METABOLIC

METabolic And BiogeOchemistry anaLyses In miCrobes
Version 1.3

This software enables the prediction of metabolic and biogeochemical functional trait profiles to any given genome datasets. These genome datasets can either be metagenome-assembled genomes (MAGs), single-cell amplified genomes (SAGs) or pure culture sequenced genomes.

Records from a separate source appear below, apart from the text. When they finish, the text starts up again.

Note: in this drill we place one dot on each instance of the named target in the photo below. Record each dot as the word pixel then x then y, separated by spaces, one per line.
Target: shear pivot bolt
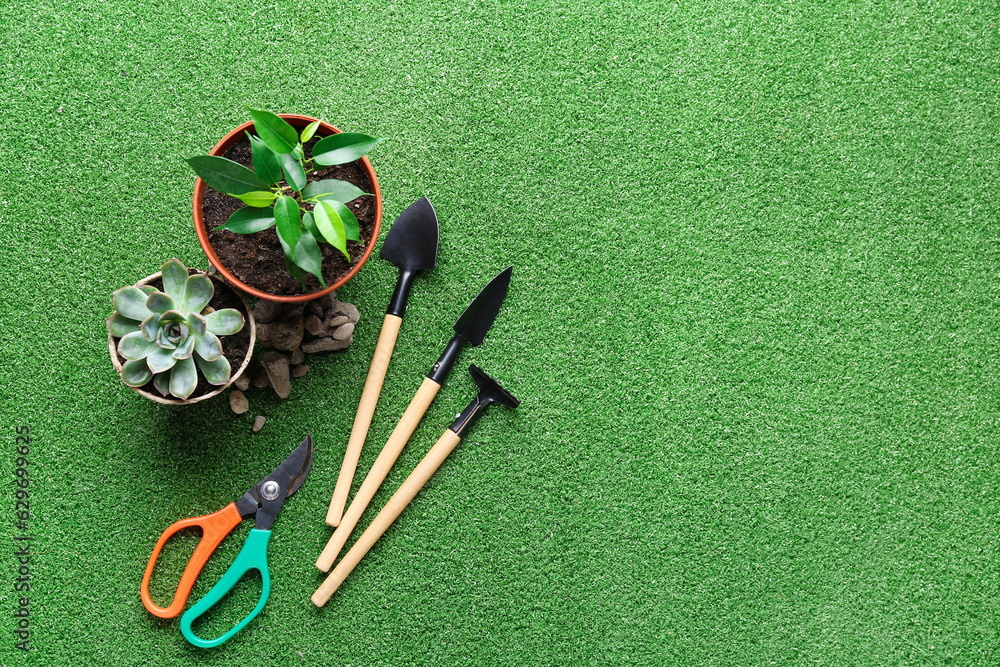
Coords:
pixel 269 490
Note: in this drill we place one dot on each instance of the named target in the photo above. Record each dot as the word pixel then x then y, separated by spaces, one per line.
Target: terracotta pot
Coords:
pixel 248 320
pixel 298 122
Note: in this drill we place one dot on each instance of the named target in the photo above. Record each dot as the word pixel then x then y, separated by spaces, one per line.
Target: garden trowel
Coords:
pixel 470 328
pixel 490 392
pixel 411 245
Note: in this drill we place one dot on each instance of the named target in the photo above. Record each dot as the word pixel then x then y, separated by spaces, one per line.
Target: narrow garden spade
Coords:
pixel 490 392
pixel 470 329
pixel 411 245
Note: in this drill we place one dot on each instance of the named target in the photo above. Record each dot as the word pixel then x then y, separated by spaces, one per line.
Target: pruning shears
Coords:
pixel 262 501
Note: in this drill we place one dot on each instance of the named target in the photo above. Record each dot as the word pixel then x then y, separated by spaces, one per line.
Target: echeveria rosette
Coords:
pixel 164 336
pixel 277 192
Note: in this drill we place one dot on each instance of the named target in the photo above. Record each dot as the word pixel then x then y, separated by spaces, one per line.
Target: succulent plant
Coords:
pixel 167 337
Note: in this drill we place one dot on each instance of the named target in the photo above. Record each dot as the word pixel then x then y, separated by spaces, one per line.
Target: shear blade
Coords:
pixel 294 469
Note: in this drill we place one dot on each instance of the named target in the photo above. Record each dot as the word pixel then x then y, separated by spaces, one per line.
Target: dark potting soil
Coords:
pixel 234 348
pixel 258 259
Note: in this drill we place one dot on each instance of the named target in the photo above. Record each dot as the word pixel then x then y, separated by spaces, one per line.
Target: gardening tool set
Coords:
pixel 411 245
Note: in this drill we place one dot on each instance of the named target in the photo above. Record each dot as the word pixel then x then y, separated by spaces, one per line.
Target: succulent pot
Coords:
pixel 206 218
pixel 237 348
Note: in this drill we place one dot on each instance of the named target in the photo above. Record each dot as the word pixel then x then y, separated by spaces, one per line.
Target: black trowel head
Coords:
pixel 478 317
pixel 490 390
pixel 412 241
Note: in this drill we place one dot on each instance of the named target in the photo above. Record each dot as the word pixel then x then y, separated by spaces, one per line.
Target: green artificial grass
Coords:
pixel 753 325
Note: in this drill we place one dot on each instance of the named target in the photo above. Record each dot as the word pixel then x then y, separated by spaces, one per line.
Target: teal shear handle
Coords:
pixel 253 556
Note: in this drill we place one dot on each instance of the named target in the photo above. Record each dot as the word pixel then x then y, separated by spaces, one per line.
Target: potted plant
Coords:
pixel 176 336
pixel 287 207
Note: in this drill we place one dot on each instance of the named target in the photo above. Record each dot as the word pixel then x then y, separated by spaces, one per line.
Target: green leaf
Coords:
pixel 119 326
pixel 249 220
pixel 208 347
pixel 158 302
pixel 225 175
pixel 150 326
pixel 258 199
pixel 265 161
pixel 224 322
pixel 309 131
pixel 162 383
pixel 170 316
pixel 308 256
pixel 130 302
pixel 197 324
pixel 163 344
pixel 185 349
pixel 294 171
pixel 343 147
pixel 330 226
pixel 352 230
pixel 198 291
pixel 133 346
pixel 309 223
pixel 136 373
pixel 289 220
pixel 183 378
pixel 216 372
pixel 276 133
pixel 331 188
pixel 161 359
pixel 174 276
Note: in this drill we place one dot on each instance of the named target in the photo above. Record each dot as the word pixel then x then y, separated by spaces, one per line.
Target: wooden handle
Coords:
pixel 430 463
pixel 363 419
pixel 390 452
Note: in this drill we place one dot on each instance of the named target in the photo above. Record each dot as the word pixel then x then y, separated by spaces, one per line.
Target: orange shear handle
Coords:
pixel 214 528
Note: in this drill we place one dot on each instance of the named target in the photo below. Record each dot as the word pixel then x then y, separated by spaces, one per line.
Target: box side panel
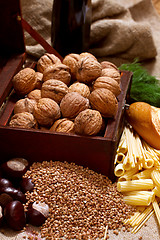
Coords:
pixel 11 32
pixel 95 154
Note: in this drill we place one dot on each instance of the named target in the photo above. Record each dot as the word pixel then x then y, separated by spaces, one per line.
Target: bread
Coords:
pixel 145 120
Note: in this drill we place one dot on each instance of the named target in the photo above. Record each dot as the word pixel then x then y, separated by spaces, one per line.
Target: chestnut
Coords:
pixel 14 193
pixel 1 216
pixel 15 167
pixel 14 215
pixel 37 213
pixel 26 185
pixel 5 199
pixel 5 183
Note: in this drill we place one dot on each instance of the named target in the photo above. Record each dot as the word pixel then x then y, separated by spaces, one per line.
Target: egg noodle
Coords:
pixel 137 166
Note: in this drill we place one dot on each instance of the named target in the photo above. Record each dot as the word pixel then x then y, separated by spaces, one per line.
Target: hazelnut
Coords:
pixel 46 111
pixel 14 215
pixel 24 105
pixel 15 167
pixel 5 183
pixel 59 72
pixel 81 88
pixel 63 125
pixel 54 89
pixel 87 54
pixel 72 104
pixel 108 83
pixel 39 80
pixel 71 60
pixel 35 95
pixel 23 120
pixel 111 72
pixel 14 193
pixel 106 64
pixel 37 213
pixel 47 60
pixel 88 70
pixel 88 122
pixel 104 101
pixel 24 81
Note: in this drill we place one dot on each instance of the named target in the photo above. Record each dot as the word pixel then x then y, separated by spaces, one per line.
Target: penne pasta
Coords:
pixel 119 170
pixel 155 175
pixel 133 185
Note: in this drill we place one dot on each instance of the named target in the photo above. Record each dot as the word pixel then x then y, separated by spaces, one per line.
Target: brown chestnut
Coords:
pixel 15 167
pixel 14 193
pixel 37 213
pixel 15 215
pixel 5 199
pixel 5 183
pixel 26 185
pixel 1 216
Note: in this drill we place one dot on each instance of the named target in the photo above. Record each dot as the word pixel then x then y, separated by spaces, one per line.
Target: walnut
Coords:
pixel 47 60
pixel 54 89
pixel 24 105
pixel 58 71
pixel 71 61
pixel 63 125
pixel 88 70
pixel 35 94
pixel 23 120
pixel 88 122
pixel 106 64
pixel 81 88
pixel 72 104
pixel 87 54
pixel 39 80
pixel 108 83
pixel 24 81
pixel 111 72
pixel 46 111
pixel 104 101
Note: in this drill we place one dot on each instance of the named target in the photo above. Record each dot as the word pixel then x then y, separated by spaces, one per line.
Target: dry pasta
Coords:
pixel 135 185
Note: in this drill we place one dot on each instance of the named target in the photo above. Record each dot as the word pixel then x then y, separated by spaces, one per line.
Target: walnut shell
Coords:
pixel 81 88
pixel 72 104
pixel 46 111
pixel 54 89
pixel 88 122
pixel 87 54
pixel 35 94
pixel 111 72
pixel 104 101
pixel 71 61
pixel 63 125
pixel 23 120
pixel 47 60
pixel 58 71
pixel 88 70
pixel 39 80
pixel 24 81
pixel 106 64
pixel 108 83
pixel 24 105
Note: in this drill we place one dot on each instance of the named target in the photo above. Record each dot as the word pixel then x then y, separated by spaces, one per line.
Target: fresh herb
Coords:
pixel 144 88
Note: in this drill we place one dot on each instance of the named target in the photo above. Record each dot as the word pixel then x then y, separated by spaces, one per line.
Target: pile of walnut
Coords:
pixel 73 96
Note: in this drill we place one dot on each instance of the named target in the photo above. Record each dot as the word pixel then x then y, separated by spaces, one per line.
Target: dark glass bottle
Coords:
pixel 70 29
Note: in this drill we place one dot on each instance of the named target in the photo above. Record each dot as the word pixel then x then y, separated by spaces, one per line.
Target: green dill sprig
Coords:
pixel 144 87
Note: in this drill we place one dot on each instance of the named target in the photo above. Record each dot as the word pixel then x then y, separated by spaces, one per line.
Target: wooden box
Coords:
pixel 97 153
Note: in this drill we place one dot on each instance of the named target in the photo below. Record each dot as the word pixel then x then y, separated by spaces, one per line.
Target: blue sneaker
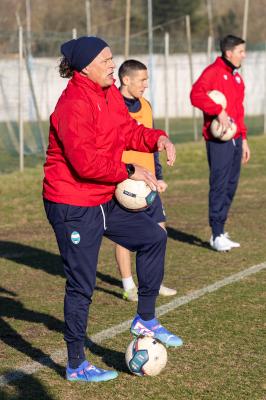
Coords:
pixel 153 328
pixel 87 372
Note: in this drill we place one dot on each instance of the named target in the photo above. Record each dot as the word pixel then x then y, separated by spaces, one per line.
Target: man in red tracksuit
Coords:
pixel 224 157
pixel 89 130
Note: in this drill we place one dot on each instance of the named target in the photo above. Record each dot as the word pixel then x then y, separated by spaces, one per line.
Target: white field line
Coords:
pixel 60 356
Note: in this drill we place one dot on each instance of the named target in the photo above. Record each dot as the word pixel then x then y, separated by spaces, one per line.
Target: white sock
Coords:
pixel 128 283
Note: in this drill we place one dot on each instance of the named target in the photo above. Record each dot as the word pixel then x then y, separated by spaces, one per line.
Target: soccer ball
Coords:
pixel 218 132
pixel 146 356
pixel 134 195
pixel 218 98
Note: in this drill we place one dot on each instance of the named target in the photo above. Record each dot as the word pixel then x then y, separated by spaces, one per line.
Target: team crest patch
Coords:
pixel 75 237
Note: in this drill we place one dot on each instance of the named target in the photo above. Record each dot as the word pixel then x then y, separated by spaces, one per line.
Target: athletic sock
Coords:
pixel 76 354
pixel 128 283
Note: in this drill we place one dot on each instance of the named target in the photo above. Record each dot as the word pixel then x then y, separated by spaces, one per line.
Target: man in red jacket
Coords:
pixel 89 130
pixel 224 157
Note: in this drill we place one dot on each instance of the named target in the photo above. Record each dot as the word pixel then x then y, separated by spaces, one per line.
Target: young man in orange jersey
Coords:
pixel 133 77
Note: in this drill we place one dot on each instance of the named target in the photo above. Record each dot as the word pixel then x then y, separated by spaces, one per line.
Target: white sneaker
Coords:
pixel 232 243
pixel 227 237
pixel 165 291
pixel 221 243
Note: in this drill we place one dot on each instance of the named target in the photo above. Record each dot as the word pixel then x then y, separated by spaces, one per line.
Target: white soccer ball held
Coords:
pixel 134 195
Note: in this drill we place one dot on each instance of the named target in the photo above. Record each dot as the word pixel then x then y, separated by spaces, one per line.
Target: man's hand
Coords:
pixel 162 186
pixel 165 143
pixel 245 152
pixel 143 174
pixel 224 120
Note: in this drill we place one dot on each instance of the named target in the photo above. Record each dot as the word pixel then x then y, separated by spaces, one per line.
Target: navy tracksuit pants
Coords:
pixel 79 232
pixel 224 160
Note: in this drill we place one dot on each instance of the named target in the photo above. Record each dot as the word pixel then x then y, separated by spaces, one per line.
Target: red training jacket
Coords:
pixel 89 129
pixel 219 76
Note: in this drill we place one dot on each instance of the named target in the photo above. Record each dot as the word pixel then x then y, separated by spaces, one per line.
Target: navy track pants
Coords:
pixel 79 232
pixel 224 160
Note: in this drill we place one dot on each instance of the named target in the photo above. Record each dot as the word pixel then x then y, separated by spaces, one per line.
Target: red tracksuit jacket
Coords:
pixel 219 76
pixel 89 129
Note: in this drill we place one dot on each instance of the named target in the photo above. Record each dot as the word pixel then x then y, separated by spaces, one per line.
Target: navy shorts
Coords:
pixel 156 210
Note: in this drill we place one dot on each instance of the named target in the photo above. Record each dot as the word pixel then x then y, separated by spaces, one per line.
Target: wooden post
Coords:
pixel 150 36
pixel 166 78
pixel 88 17
pixel 127 29
pixel 188 31
pixel 20 101
pixel 74 33
pixel 245 20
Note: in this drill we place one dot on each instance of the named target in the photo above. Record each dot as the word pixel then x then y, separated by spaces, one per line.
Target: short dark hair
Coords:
pixel 229 42
pixel 129 66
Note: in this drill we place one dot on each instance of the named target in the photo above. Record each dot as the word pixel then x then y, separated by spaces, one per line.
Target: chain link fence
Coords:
pixel 30 86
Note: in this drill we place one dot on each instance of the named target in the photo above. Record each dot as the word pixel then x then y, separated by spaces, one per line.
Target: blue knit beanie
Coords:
pixel 82 51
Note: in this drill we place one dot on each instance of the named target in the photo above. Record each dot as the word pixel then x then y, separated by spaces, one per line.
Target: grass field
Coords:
pixel 223 357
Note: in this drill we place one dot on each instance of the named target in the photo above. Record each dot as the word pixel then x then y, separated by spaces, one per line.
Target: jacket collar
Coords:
pixel 225 65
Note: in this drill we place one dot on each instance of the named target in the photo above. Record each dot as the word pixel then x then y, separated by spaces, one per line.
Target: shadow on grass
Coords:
pixel 186 238
pixel 48 262
pixel 26 388
pixel 13 308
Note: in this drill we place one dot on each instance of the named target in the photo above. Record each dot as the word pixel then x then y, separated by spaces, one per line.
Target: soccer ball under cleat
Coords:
pixel 146 356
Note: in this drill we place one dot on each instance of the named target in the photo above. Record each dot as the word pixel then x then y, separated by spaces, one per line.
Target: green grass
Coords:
pixel 223 356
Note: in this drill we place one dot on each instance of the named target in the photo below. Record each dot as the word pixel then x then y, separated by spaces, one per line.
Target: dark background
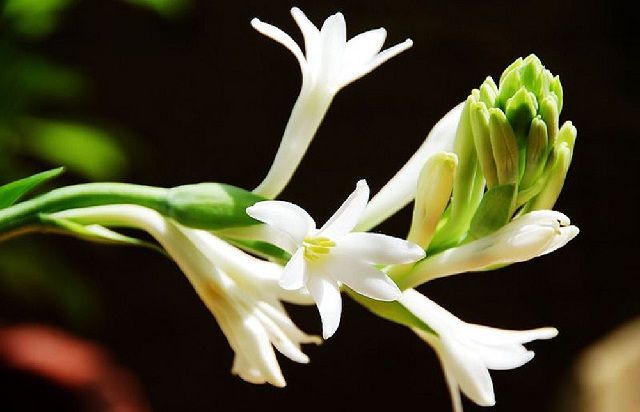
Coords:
pixel 206 98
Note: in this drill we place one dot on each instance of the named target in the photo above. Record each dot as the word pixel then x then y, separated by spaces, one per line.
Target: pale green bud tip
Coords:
pixel 432 196
pixel 211 206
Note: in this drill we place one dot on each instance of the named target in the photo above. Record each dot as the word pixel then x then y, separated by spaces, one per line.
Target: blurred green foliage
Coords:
pixel 32 274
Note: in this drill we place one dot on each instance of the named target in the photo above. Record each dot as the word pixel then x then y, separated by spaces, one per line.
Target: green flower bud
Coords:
pixel 432 196
pixel 536 152
pixel 211 206
pixel 505 147
pixel 556 170
pixel 508 139
pixel 479 117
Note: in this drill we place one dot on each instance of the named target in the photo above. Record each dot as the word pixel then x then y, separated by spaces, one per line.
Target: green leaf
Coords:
pixel 166 8
pixel 263 249
pixel 94 233
pixel 392 311
pixel 211 206
pixel 494 211
pixel 11 192
pixel 89 151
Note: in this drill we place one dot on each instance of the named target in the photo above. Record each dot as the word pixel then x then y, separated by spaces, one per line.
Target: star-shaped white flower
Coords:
pixel 329 63
pixel 467 351
pixel 330 60
pixel 324 258
pixel 241 291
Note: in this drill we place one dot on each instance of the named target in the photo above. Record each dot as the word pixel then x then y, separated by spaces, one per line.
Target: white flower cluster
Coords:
pixel 244 292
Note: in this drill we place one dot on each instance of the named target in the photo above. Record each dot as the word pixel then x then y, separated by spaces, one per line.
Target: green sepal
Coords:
pixel 488 92
pixel 392 311
pixel 551 116
pixel 211 206
pixel 531 72
pixel 495 211
pixel 479 119
pixel 520 109
pixel 12 192
pixel 556 88
pixel 262 249
pixel 537 149
pixel 505 147
pixel 94 233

It can also calculate the genome coverage. The information is parsed and diagrams for elemental/biogeochemical cycling pathways (currently Nitrogen, Carbon, Sulfur and "other") are produced.

Copyright:

Zhichao Zhou, [email protected]
Patricia Tran, [email protected]
Karthik Anantharaman, [email protected]
Anantharaman Microbiome Laboratory
Department of Bacteriology, University of Wisconsin, Madison

If you are using this program, please consider citing our preprint, available on BioRxiv

    Zhou Z, Tran P, Liu Y, Kieft K, Anantharaman K. "METABOLIC: A scalable high-throughput metabolic and biogeochemical functional trait profiler based on microbial genomes" (2019). BioRxiv doi: https://doi.org/10.1101/761643

Installation instructions

Go to where you want the program to be and clone the github repository or click the green buttom "download ZIP" folder, and unzip. The perl and R scripts and dependent databases should be kept in the same directory.

    git clone https://github.com/AnantharamanLab/METABOLIC.git

METABOLIC requires the following programs to be added to your system path:

2.1. Perl (>= v5.010)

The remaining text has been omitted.